When multiple stages share the same GPU, you must ensure the sum of their `gpu_memory_utilization` values doesn't exceed 1.0.

**Example: Two stages on GPU 0**
```yaml
stage_args:
  - stage_id: 0
    runtime:
      devices: "0"
    engine_args:
      gpu_memory_utilization: 0.6  # Uses 60% of GPU 0

  - stage_id: 1
    runtime:
      devices: "0"
    engine_args:
      gpu_memory_utilization: 0.3  # Uses 30% of GPU 0
      # Total: 90% of GPU 0 (safe, leaves 10% buffer)
```

**Important:** If stages run on different GPUs, each can use up to 1.0 independently.

### Step 4: Account for Tensor Parallelism

When using `tensor_parallel_size > 1`, the model is split across multiple GPUs, so each GPU needs less memory.

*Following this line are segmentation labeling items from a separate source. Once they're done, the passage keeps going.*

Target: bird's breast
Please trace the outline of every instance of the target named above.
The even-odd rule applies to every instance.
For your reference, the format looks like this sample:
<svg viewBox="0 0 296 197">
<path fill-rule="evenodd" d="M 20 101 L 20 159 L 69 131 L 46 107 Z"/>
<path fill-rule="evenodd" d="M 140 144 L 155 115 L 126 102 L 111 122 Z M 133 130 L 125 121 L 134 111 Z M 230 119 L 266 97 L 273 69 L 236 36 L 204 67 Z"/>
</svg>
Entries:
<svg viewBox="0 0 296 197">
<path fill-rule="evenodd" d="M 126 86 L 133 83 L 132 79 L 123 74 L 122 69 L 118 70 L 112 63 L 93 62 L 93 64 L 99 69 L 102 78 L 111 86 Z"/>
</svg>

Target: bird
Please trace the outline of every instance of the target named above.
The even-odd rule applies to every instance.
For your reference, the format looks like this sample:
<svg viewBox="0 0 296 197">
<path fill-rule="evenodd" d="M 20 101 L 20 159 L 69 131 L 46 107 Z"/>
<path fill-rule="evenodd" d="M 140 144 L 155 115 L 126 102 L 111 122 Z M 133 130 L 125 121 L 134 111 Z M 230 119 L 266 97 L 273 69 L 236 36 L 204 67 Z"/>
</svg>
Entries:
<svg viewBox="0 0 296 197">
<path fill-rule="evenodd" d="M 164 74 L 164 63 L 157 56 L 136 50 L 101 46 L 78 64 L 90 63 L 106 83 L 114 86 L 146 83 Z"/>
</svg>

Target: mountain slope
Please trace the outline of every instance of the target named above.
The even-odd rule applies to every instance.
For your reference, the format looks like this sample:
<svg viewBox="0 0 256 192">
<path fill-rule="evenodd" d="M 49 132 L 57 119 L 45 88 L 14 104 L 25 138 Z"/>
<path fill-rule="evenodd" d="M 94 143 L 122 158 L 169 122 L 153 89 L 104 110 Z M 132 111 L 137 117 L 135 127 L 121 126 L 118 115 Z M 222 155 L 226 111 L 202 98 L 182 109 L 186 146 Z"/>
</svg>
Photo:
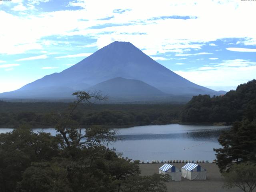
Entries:
<svg viewBox="0 0 256 192">
<path fill-rule="evenodd" d="M 168 96 L 142 81 L 121 77 L 102 82 L 88 89 L 91 91 L 100 90 L 102 94 L 111 97 L 148 98 Z"/>
<path fill-rule="evenodd" d="M 86 90 L 118 77 L 142 81 L 172 94 L 219 94 L 173 72 L 130 43 L 116 41 L 60 73 L 46 76 L 14 92 L 0 94 L 0 97 L 20 97 L 19 94 L 21 91 L 26 92 L 28 97 L 30 92 L 42 88 L 48 96 L 53 97 L 50 87 Z M 34 97 L 40 96 L 33 95 Z M 24 94 L 22 96 L 24 96 Z"/>
</svg>

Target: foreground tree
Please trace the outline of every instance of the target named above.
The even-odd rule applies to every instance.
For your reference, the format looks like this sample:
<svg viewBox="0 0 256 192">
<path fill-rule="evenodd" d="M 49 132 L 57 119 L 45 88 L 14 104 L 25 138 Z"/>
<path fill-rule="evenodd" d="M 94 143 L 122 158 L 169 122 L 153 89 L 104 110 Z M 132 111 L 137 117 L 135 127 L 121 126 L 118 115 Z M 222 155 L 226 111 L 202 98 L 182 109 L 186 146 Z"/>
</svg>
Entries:
<svg viewBox="0 0 256 192">
<path fill-rule="evenodd" d="M 247 118 L 234 123 L 230 130 L 222 134 L 218 140 L 223 148 L 214 149 L 221 172 L 228 169 L 234 162 L 256 163 L 255 138 L 256 122 Z"/>
<path fill-rule="evenodd" d="M 224 187 L 237 187 L 244 192 L 252 192 L 256 187 L 256 164 L 250 163 L 234 164 L 228 172 L 222 174 Z"/>
<path fill-rule="evenodd" d="M 171 180 L 168 174 L 154 174 L 151 176 L 130 176 L 124 181 L 122 192 L 166 192 L 165 182 Z"/>
<path fill-rule="evenodd" d="M 83 131 L 73 118 L 80 103 L 104 98 L 84 92 L 74 95 L 77 100 L 68 112 L 53 116 L 56 136 L 25 127 L 0 134 L 0 191 L 114 192 L 124 188 L 122 184 L 133 177 L 148 191 L 166 191 L 162 179 L 154 176 L 154 186 L 149 185 L 146 178 L 139 176 L 138 162 L 120 158 L 109 149 L 109 142 L 115 140 L 114 131 L 97 126 Z"/>
</svg>

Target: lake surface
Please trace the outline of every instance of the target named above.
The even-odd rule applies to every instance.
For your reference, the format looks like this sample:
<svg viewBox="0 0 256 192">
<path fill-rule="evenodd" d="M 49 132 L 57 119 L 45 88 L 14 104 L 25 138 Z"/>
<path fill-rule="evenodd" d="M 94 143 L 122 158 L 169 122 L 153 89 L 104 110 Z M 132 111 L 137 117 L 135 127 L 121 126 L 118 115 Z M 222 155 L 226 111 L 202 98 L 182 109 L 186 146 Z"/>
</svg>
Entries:
<svg viewBox="0 0 256 192">
<path fill-rule="evenodd" d="M 122 138 L 111 144 L 118 153 L 134 160 L 208 160 L 216 158 L 213 148 L 221 146 L 218 138 L 230 126 L 209 125 L 150 125 L 115 129 L 118 138 Z M 0 129 L 0 133 L 12 129 Z M 55 135 L 52 128 L 34 129 L 35 132 Z"/>
</svg>

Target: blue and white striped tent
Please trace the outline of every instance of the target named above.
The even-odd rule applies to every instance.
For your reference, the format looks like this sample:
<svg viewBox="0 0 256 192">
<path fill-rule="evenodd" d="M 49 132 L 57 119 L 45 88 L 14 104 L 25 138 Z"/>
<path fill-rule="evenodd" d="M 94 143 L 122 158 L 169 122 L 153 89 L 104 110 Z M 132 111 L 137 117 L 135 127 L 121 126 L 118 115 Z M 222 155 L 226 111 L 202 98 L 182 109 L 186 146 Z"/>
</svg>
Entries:
<svg viewBox="0 0 256 192">
<path fill-rule="evenodd" d="M 166 163 L 158 169 L 160 174 L 168 174 L 173 181 L 181 181 L 181 173 L 179 169 L 175 166 Z"/>
<path fill-rule="evenodd" d="M 188 163 L 181 168 L 181 175 L 190 180 L 205 180 L 206 170 L 198 164 Z"/>
</svg>

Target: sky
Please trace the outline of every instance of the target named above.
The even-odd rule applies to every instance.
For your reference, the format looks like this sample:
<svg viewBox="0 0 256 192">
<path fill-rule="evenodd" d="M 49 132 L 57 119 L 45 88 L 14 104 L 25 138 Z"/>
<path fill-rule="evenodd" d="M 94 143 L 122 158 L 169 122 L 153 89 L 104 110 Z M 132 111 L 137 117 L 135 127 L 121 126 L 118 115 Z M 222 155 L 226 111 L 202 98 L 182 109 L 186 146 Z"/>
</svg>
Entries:
<svg viewBox="0 0 256 192">
<path fill-rule="evenodd" d="M 256 78 L 256 0 L 0 0 L 0 93 L 130 42 L 195 83 Z"/>
</svg>

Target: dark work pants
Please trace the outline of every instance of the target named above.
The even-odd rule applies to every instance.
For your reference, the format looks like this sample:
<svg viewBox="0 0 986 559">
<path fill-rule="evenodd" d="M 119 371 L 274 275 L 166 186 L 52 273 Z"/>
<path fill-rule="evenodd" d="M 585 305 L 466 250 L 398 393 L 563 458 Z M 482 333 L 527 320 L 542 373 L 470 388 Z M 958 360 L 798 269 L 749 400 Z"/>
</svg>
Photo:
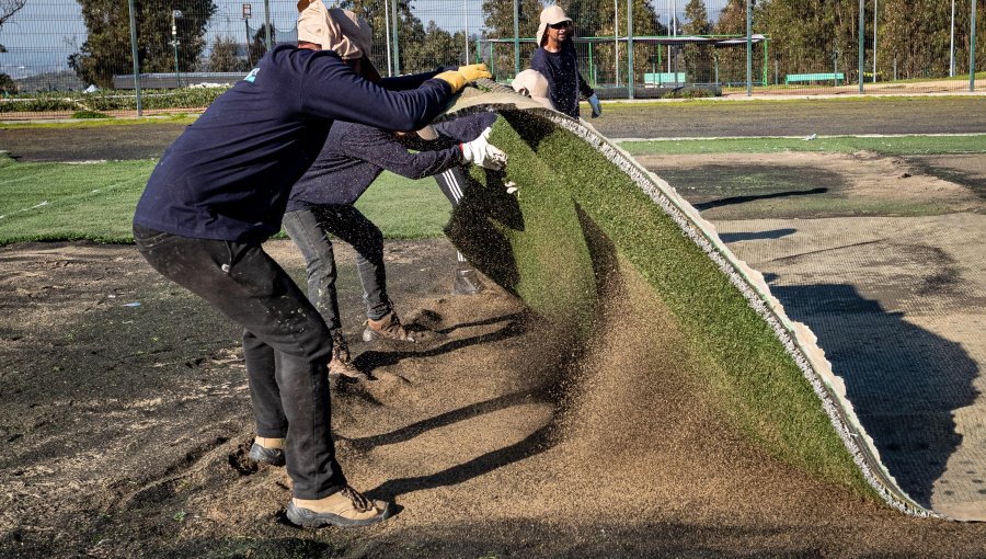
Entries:
<svg viewBox="0 0 986 559">
<path fill-rule="evenodd" d="M 191 239 L 134 226 L 154 270 L 244 328 L 256 433 L 286 437 L 294 495 L 321 499 L 346 484 L 331 437 L 332 353 L 325 322 L 260 243 Z"/>
<path fill-rule="evenodd" d="M 435 182 L 438 183 L 442 193 L 445 194 L 445 197 L 448 198 L 449 204 L 454 208 L 458 207 L 459 203 L 462 202 L 463 192 L 469 184 L 467 174 L 463 166 L 457 166 L 435 175 Z M 466 263 L 466 256 L 458 251 L 456 252 L 456 260 L 459 264 Z"/>
<path fill-rule="evenodd" d="M 363 284 L 366 316 L 380 320 L 392 309 L 387 296 L 387 269 L 383 265 L 383 233 L 351 205 L 323 205 L 288 212 L 284 229 L 301 251 L 308 270 L 308 299 L 319 309 L 329 328 L 340 328 L 339 298 L 335 290 L 335 258 L 330 235 L 356 251 L 356 272 Z"/>
</svg>

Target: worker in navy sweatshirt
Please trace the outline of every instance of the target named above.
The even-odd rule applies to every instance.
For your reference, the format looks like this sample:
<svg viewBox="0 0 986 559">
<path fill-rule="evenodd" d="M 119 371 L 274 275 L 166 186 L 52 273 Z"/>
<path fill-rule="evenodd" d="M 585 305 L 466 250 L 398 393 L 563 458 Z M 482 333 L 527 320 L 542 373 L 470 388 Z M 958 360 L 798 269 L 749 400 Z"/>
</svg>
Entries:
<svg viewBox="0 0 986 559">
<path fill-rule="evenodd" d="M 538 25 L 538 48 L 530 59 L 530 68 L 548 80 L 548 93 L 555 111 L 578 118 L 578 95 L 593 107 L 593 118 L 603 114 L 603 105 L 593 88 L 578 72 L 575 58 L 574 24 L 560 5 L 541 10 Z"/>
<path fill-rule="evenodd" d="M 286 463 L 287 517 L 362 526 L 388 517 L 390 506 L 349 487 L 335 460 L 329 328 L 261 243 L 280 229 L 291 186 L 334 121 L 416 130 L 468 81 L 490 73 L 463 67 L 389 91 L 360 76 L 375 73 L 368 59 L 352 58 L 353 37 L 341 25 L 351 27 L 355 14 L 334 19 L 321 0 L 298 9 L 299 48 L 264 55 L 165 150 L 137 205 L 134 237 L 158 272 L 244 328 L 257 430 L 251 457 Z"/>
<path fill-rule="evenodd" d="M 454 169 L 473 163 L 500 170 L 506 162 L 506 155 L 488 140 L 495 119 L 495 113 L 480 113 L 410 135 L 337 123 L 316 162 L 295 184 L 283 225 L 305 256 L 308 297 L 332 330 L 331 377 L 366 378 L 353 366 L 348 344 L 342 334 L 330 235 L 356 251 L 356 270 L 363 284 L 367 316 L 364 341 L 413 342 L 387 295 L 383 235 L 353 204 L 383 170 L 388 170 L 409 179 L 442 178 L 439 186 L 449 202 L 457 205 L 462 196 L 462 185 L 452 174 Z M 425 137 L 431 141 L 424 141 Z M 409 151 L 409 148 L 419 151 Z M 460 265 L 457 278 L 465 269 Z"/>
</svg>

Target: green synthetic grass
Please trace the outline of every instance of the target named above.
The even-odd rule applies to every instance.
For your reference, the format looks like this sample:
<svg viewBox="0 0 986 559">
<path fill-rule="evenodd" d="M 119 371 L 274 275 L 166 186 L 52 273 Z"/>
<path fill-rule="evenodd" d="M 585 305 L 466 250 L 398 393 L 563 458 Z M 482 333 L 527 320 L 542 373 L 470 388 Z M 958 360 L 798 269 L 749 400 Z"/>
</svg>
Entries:
<svg viewBox="0 0 986 559">
<path fill-rule="evenodd" d="M 26 122 L 26 123 L 16 123 L 16 122 L 7 122 L 0 124 L 0 128 L 5 130 L 19 130 L 19 129 L 37 129 L 37 128 L 91 128 L 93 126 L 140 126 L 144 124 L 161 124 L 163 123 L 177 123 L 177 124 L 192 124 L 198 118 L 198 114 L 169 114 L 165 116 L 144 116 L 140 118 L 118 118 L 118 117 L 110 117 L 110 118 L 83 118 L 83 119 L 68 119 L 60 122 Z"/>
<path fill-rule="evenodd" d="M 20 163 L 0 157 L 0 244 L 133 241 L 130 220 L 151 160 Z"/>
<path fill-rule="evenodd" d="M 776 153 L 821 151 L 852 153 L 874 151 L 886 156 L 986 153 L 986 134 L 975 136 L 836 136 L 802 138 L 740 138 L 623 141 L 620 147 L 634 156 L 688 153 Z"/>
<path fill-rule="evenodd" d="M 565 130 L 535 122 L 497 121 L 491 141 L 511 153 L 511 164 L 502 178 L 473 173 L 480 196 L 496 196 L 503 182 L 516 183 L 523 220 L 470 215 L 463 204 L 454 225 L 467 225 L 449 230 L 463 253 L 482 249 L 459 235 L 468 223 L 492 226 L 512 248 L 504 260 L 517 270 L 513 290 L 536 311 L 581 322 L 578 330 L 588 335 L 592 310 L 600 303 L 589 272 L 600 262 L 626 260 L 688 340 L 683 360 L 697 363 L 683 366 L 692 367 L 750 441 L 788 464 L 874 495 L 794 361 L 711 259 L 604 156 Z"/>
<path fill-rule="evenodd" d="M 134 208 L 154 161 L 16 162 L 0 155 L 0 246 L 90 239 L 133 242 Z M 438 237 L 449 204 L 435 181 L 381 175 L 356 204 L 388 238 Z"/>
</svg>

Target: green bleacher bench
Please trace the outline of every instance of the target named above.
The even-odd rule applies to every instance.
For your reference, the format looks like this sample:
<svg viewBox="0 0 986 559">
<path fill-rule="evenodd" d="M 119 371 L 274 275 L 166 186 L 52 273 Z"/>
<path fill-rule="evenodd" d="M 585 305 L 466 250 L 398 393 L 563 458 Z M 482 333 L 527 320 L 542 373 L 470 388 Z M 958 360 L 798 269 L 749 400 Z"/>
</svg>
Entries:
<svg viewBox="0 0 986 559">
<path fill-rule="evenodd" d="M 644 85 L 661 85 L 664 83 L 685 83 L 685 72 L 644 73 Z"/>
<path fill-rule="evenodd" d="M 840 82 L 846 79 L 846 75 L 842 72 L 838 73 L 789 73 L 784 76 L 784 85 L 790 85 L 791 83 L 806 82 L 806 81 L 835 81 Z"/>
</svg>

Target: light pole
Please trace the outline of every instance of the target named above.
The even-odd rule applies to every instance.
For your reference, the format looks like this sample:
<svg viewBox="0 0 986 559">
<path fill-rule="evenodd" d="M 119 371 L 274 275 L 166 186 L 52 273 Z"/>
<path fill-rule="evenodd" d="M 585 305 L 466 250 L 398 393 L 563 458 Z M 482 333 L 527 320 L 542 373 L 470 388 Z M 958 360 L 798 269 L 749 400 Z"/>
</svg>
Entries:
<svg viewBox="0 0 986 559">
<path fill-rule="evenodd" d="M 243 4 L 243 37 L 245 37 L 246 46 L 246 66 L 252 66 L 250 62 L 250 16 L 252 15 L 253 7 L 250 4 Z"/>
<path fill-rule="evenodd" d="M 949 35 L 949 78 L 955 77 L 955 0 L 952 0 L 952 32 Z"/>
<path fill-rule="evenodd" d="M 612 68 L 616 70 L 616 87 L 620 87 L 620 9 L 612 0 Z"/>
<path fill-rule="evenodd" d="M 390 3 L 383 0 L 383 44 L 387 45 L 387 77 L 393 76 L 393 61 L 390 59 Z"/>
<path fill-rule="evenodd" d="M 876 2 L 873 0 L 873 83 L 876 83 Z"/>
<path fill-rule="evenodd" d="M 171 44 L 174 45 L 174 79 L 177 87 L 182 87 L 182 75 L 179 73 L 177 67 L 177 20 L 182 16 L 181 10 L 171 11 Z"/>
</svg>

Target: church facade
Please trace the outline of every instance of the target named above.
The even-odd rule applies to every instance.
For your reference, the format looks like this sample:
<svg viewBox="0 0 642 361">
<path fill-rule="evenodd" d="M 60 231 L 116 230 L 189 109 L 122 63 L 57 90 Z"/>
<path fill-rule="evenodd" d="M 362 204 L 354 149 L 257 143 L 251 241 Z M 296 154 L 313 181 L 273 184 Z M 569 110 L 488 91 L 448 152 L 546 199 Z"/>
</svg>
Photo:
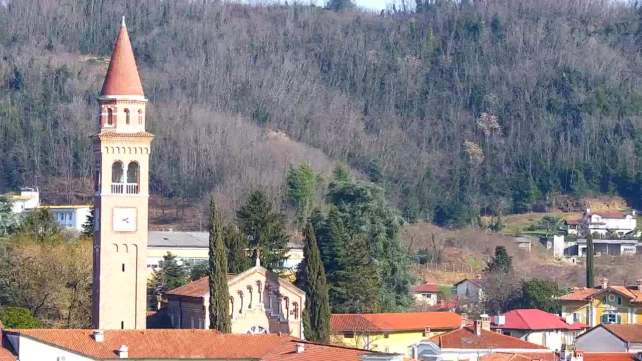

**Example: 2-way tensor parallelism**
```yaml
stage_args:
  - stage_id: 0
    runtime:
      devices: "0,1"  # Uses both GPUs
    engine_args:
      tensor_parallel_size: 2
      gpu_memory_utilization: 0.6  # 60% per GPU
      # Model is split, so each GPU uses ~30% of model memory
```

## Examples

### Qwen3-Omni-MoE on 2x H100-80GB

```yaml
stage_args:
  - stage_id: 0  # Thinker stage with TP=2
    runtime:
      devices: "0,1"
    engine_args:
      tensor_parallel_size: 2
      gpu_memory_utilization: 0.6  # 48GB per GPU

  - stage_id: 1  # Talker stage
    runtime:
      devices: "1"
    engine_args:
      gpu_memory_utilization: 0.3  # 24GB on GPU 1

  - stage_id: 2  # Code2Wav stage
    runtime:
      devices: "0"
    engine_args:
      gpu_memory_utilization: 0.1  # 8GB on GPU 0
```
**Note:** In this configuration, stages 0 and 2 share GPU 0, but they run at different times in the pipeline, so their memory usage doesn't overlap.

## Troubleshooting

### Error: "Free memory is less than desired GPU memory utilization"

This means the GPU doesn't have enough free memory when the stage starts.

**Solutions:**
1. Free up memory by closing other processes
2. Reduce `gpu_memory_utilization` for this stage
3. Use a GPU with more memory
4. Move the stage to a different GPU

### Error: OOM during inference

The stage initialized but ran out of memory during processing.

**Solutions:**
1. Reduce `max_num_batched_tokens`
2. Reduce `max_batch_size` in runtime config
3. Lower `gpu_memory_utilization` slightly
4. Enable quantization if supported

### Memory Not Fully Utilized

If you see low memory usage, you can:
1. Increase `gpu_memory_utilization` to allow larger KV cache
2. Increase `max_num_batched_tokens` for better batching
3. Check if other stages are limiting throughput

## Useful formula for Memory Calculation

### KV Cache Memory

The KV cache size depends on:
- Number of sequences in batch
- Sequence length (prompt + generation)
- Model hidden size
- Number of attention heads
- Number of layers

approximate Formula:
```
kv_cache_memory ≈ batch_size × seq_len × hidden_size × num_layers × 2 × dtype_size
```
2 for k & v

### Model Weight Memory

```
model_memory ≈ num_parameters × dtype_size
```

For example:
- 7B parameters in FP16: ~14GB
- 7B parameters in FP32: ~28GB
- 7B parameters in INT8: ~7GB

### Activation Memory

Activation memory is typically smaller but varies with:
- Batch size
- Sequence length
- Model architecture

It's usually 10-30% of model weight memory during inference.